In March 1958 the first prototype left the PANHARD-factory, which belonged to Citroën at that time. There were no holes in the front-doors, no hood, which is characteristic of a 2 CV 4x4, and a bonnet made of corrugated sheet like the "normal" 2 CV's. Thermic problems with the rear-engine demanded a radical reconstruction for the second and third prototype. They showed for the first time the design we see today, thus having no fuel-filling holes in the doors and no backlights and signals in the rear-bonnet. The rearwings already had the cutout shape. The gears are operated by a common central shift lever, moving the shifter rods simultaneously, the rear rods being able to be lowered, so that they are out of action. The rear transmission is thereby out of action and the car may be used with only the front engine.
The definite production started in December 1960 and ended in 1971after 694 vehicles had been built. In 1971 the last SAHARA was manufactured from stored parts . Car no. 0001 allegedly exists in New Zealand and is owned by a retired Air New Zealand captain
Many fell for the ingenious construction and many car-testers of the time described the car enthusiastically (Fritz B. Busch in "Auto, Motor, Sport" issue 19/1961 and in "MOT" issue 6/1961 Stuttgart). But the price (about double the price of a standard 2 CV) kept many from buying. Thus, the "SAHARA" was a financial flop. Only the Spanish "Guardia civil" ordered some of them ( about 85). The Swiss PTT used some of the cars for difficult terrain. This may explain why there are so many Swiss-originated 2 CV 4x4 SAHARA's. Over and over again you can hear the story of the car dealer who wants to get rid of that crazy car in the backyard for almost nothing.
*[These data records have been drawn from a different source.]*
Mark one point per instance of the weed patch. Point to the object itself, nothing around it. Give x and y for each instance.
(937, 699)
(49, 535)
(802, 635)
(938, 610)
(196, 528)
Chassis: Reinforced frame. Rear motormounting welded onto the chassis
Body: 2 CV - Berline. Spare wheel mounted on the non-corrugated bonnet. Ventilation slits in the backside. Rear "bonnet" with a hole for the cooling of the rear-engine. Electric wiper from the B 11 - series, later on the same covered wipermotors as mounted in the standard 2 CV's
Motors: 2 x 12 HP, later 13 and then 14 HP. Carburator: Solex 26 CBIN with alternative floater to guarantee fuel supply at any time and in any situation. Operation of the rear butterfly valve by means of a push & pull cable. 2 ignition keys (startermotors electrically featured), 2 dynamos/2 regulators, 1 battery 6V/36 Ah
Transmission: 2 x 4 forward /1 reverse. Operation via common shift lever. Hydraulic clutches via one clutch pedal, maincylinder slave-cylinder at the respective clutches. Power transmission via single clutch disk (no centrifugal clutch device) and double joints. The king crown wheel in the rear transmission is on the other side than in the front transmission in order to guarantee the propulsion into the same direction.
Tanks: Double-walled petrol tank under the front seat each. Right side - for the front engine, left side for the rear engine. Filling of the tanks through holes in the front doors. There are special petrol suction devices in the tanks in order to provide a constant gasoline supply to the carburettors even in heavy terrain. The floor has openings to empty the fueltanks easily.